Define the input/output behavior of an LM call as a Python signature (e.g., `context, question -> reasoning, answer`) instead of a prompt string. Signatures specify field names, types, and descriptions, enabling DSPy's optimizers to automatically generate appropriate instructions, demonstrations, and formatting for any target model.
DSPy ships with a full library of optimizers that compile programs into better prompts or fine-tuned weights given a metric and training set. MIPROv2 jointly optimizes instructions and demonstrations using Bayesian surrogate models. GEPA uses reflective prompt evolution for complex reasoning. BootstrapFewShot generates demonstrations from the training set. SIMBA scales optimization to multi-module programs efficiently.
Built-in modules including ChainOfThought, ReAct, ProgramOfThought, CodeAct, BestOfN, Refine, MultiChainComparison, and Parallel let you compose multi-step LM programs the same way you compose PyTorch layers — each module encapsulates a prompting strategy and can be optimized independently or jointly within a larger program.
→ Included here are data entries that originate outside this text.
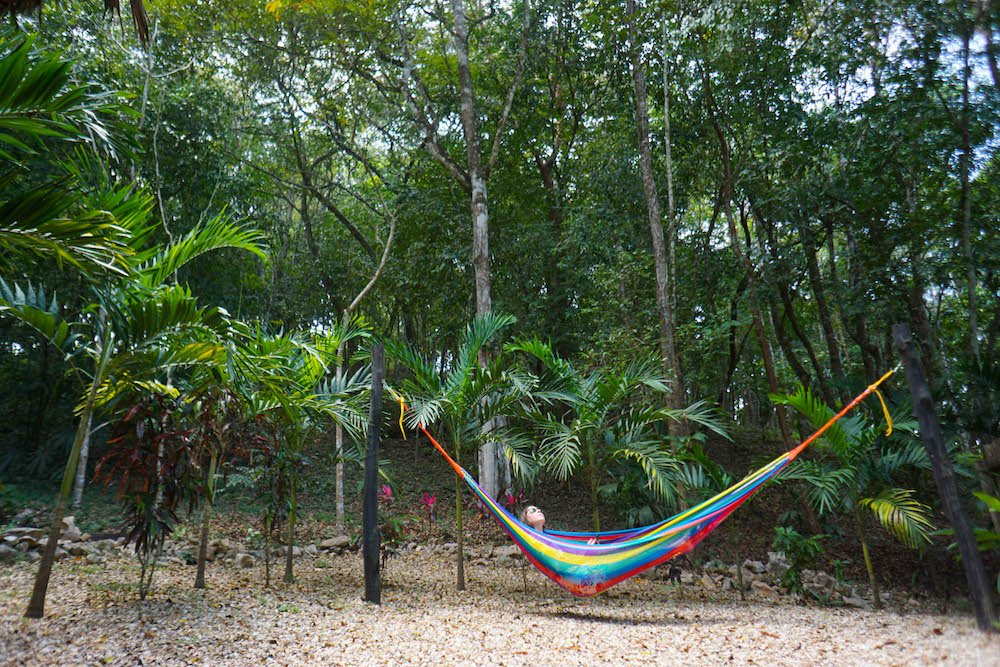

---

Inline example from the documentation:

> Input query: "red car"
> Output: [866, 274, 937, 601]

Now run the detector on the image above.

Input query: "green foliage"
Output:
[771, 526, 827, 593]
[508, 339, 728, 530]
Through dspy.LM and LiteLLM under the hood, DSPy supports OpenAI, Anthropic, Google Gemini, Databricks, Together.ai, Ollama, vLLM, HuggingFace Transformers, and any OpenAI-compatible endpoint. Switching providers requires changing one line of configuration, and re-optimization adapts prompts to the new model's strengths automatically.
dspy.Evaluate runs programs over a dataset with parallel execution and metric aggregation, and built-in metrics include SemanticF1, answer_exact_match, answer_passage_match, and CompleteAndGrounded. Runtime assertions (dspy.Assert and dspy.Suggest) enforce constraints on LM outputs with automatic retry and backtracking on violation.
Free (MIT)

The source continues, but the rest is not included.